I was in the grocery store the other day and I did something that I very rarely do, I picked up a magazine and read the cover. I’m usually so busy reading edu books that I don’t typically look at anything else, but the Oprah magazine for this month caught my eye. The article was called What Would You Stand Up For: It’s your time to rise and be the light you want to see. That article, coupled with my newest obsessions in the Heath Books, The Power of Moments and Switch: How to change when change is hard has given me pause as to what I’m really doing with my life. Kind of the “What’s my overall purpose here on Earth” question. The BIG why. Pretty deep thinking to have been brought on by a magazine, but I’ll take it.
I have lived my entire life with the desire to do something that actually matters, and also with the all-encompassing fear that one day I’ll wake up and realize I’ve done nothing to make a difference. I think that many educators live with this same feeling at different levels. It may even be the reason they went into education in the first place. I think that when you enter a profession that is more like a calling (teaching, nursing/doctor, police officer, many public servant jobs), this feeling is deeper rooted than most other careers because you need to give so much more of yourself, and your actual “payday” is when something happens and you know you’ve made a difference. Like when you have worked with a teacher and then watch as their thinking does a 180, or when that lightbulb goes off over a student’s head and they finally get that difficult concept that up until that point had been eluding them. We need the money from our jobs to pay our bills, but our success is measured in the lives affected versus our bank account balance. We want to make a difference.
For many of the stories in the Oprah article, the people featured are making that difference in whatever endeavor they took on. Typically, the change happened when they had experienced some kind of tragedy, hardship, or trauma and they had that moment…that one epiphany…that created a relentless determination to create a different world so others didn’t need to go through the same experiences, or if they did, they knew they weren’t alone. I began to think about how it does seem like that’s a common catalyst for great change to begin. What I don’t understand is how we can be more proactive instead of reactive. Why does it take the feelings of hurt in order to motivate people?
In education right now, I feel like many of us are spinning. It’s like that feeling when your kids first start walking and you’re running around in circles trying to save them from their own unbalance so they don’t crack their head on the corner of the end table as well as scrambling to pick anything up that you didn’t know they could reach all the while mentally trying to take note of the electrical sockets that you forgot to plug and then the issue of just trying to keep another human alive. We are being battered with school shootings and politicians who have never set foot in a classroom and an increase in behaviors due to mental health issues for students as well as policy and implementation and technology changes. As far as I’m concerned, we have hit that critical point where most people begin to relentlessly pursue change, even though I can’t say that I understand why we need to get to that point to do so. But, we are so busy trying to find the unearthed electrical plugs that we have no energy to think about how to move forward.
If we want to be change agents, great creators of change, we need to find the thing that sets our soul on fire.

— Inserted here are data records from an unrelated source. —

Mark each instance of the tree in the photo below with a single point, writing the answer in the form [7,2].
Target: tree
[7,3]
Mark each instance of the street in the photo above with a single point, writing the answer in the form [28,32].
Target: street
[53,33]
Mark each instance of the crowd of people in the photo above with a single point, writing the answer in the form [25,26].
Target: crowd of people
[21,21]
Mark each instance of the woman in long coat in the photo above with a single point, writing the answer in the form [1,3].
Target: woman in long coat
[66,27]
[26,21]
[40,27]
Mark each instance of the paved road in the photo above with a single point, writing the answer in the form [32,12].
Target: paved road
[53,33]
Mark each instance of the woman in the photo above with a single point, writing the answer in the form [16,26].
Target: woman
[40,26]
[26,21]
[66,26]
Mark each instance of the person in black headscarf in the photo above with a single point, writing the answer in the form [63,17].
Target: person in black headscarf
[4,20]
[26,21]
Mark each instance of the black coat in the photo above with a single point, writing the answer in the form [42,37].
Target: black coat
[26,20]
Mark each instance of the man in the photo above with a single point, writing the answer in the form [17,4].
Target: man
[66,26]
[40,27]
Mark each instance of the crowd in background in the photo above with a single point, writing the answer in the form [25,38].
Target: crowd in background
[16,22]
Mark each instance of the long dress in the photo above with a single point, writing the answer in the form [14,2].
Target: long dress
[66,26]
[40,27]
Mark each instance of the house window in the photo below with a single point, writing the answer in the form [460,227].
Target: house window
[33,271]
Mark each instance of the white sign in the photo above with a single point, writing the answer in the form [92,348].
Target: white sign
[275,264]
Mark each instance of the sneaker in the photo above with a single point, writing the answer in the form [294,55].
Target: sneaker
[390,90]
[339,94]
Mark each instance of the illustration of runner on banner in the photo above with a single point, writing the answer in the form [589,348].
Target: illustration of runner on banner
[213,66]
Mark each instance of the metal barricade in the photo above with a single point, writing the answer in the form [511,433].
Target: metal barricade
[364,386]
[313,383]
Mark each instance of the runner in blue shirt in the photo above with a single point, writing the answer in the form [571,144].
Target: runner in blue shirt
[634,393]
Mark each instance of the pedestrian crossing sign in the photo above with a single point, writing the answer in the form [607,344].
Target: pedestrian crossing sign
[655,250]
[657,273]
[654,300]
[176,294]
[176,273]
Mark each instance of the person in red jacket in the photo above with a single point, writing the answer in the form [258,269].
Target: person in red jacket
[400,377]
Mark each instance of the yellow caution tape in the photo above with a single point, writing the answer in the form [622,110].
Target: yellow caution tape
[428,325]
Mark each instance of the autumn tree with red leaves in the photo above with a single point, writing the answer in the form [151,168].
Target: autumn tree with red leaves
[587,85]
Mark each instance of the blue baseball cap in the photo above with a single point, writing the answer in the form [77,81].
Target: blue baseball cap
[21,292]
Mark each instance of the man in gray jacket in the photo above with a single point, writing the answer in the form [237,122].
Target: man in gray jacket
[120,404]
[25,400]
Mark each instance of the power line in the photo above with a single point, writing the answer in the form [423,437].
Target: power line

We need to stop spinning and focus on where our passions lie and where we can create the biggest waves. The beginning of the Oprah article was what caught my attention:
When you find it, you know it: the issue that sets your brain aflame, the one you’re incapable of shutting up about, consequences be damned. And those consequences are often all too real – discord, danger, or at least some very difficult conversations. Maybe you haven’t happened upon your burning issue yet, or maybe you’re facing a thousand other everyday battles, feeling too overloaded to make an impact, but there are countless ways to get loud about the topics you care about, or to stretch yourself beyond your comfort zone to make your message heard. Here’s hoping no one’s unlucky enough to get in your way. -The Oprah Magazine, April 2018
I have found mine in discussing the mental health issues that our teachers are facing and how to create organizational change to support teachers (therefore supporting students as well) but everyone needs to find what lights them up. I know there are people out there who don’t want to hear about it, and I can tell you that there’s nothing that will fire me up quicker than someone who doesn’t want to recognize this issue. That’s how I know it’s mine. I have no idea if I will make a major change globally, but if I make a difference for one in doing the absolute best I can, I feel I’ve done something which is more than nothing. I think we all need to look for this thing…this one passion that we can’t ignore. If we want to create change, widespread organizational change, we can’t wait for a catastrophe for it to happen. We need to make the decision to find the one thing that lights us up and go with it. For me, I know that if I take this on, it’s the only way I know I won’t wonder one day if I made any difference at all.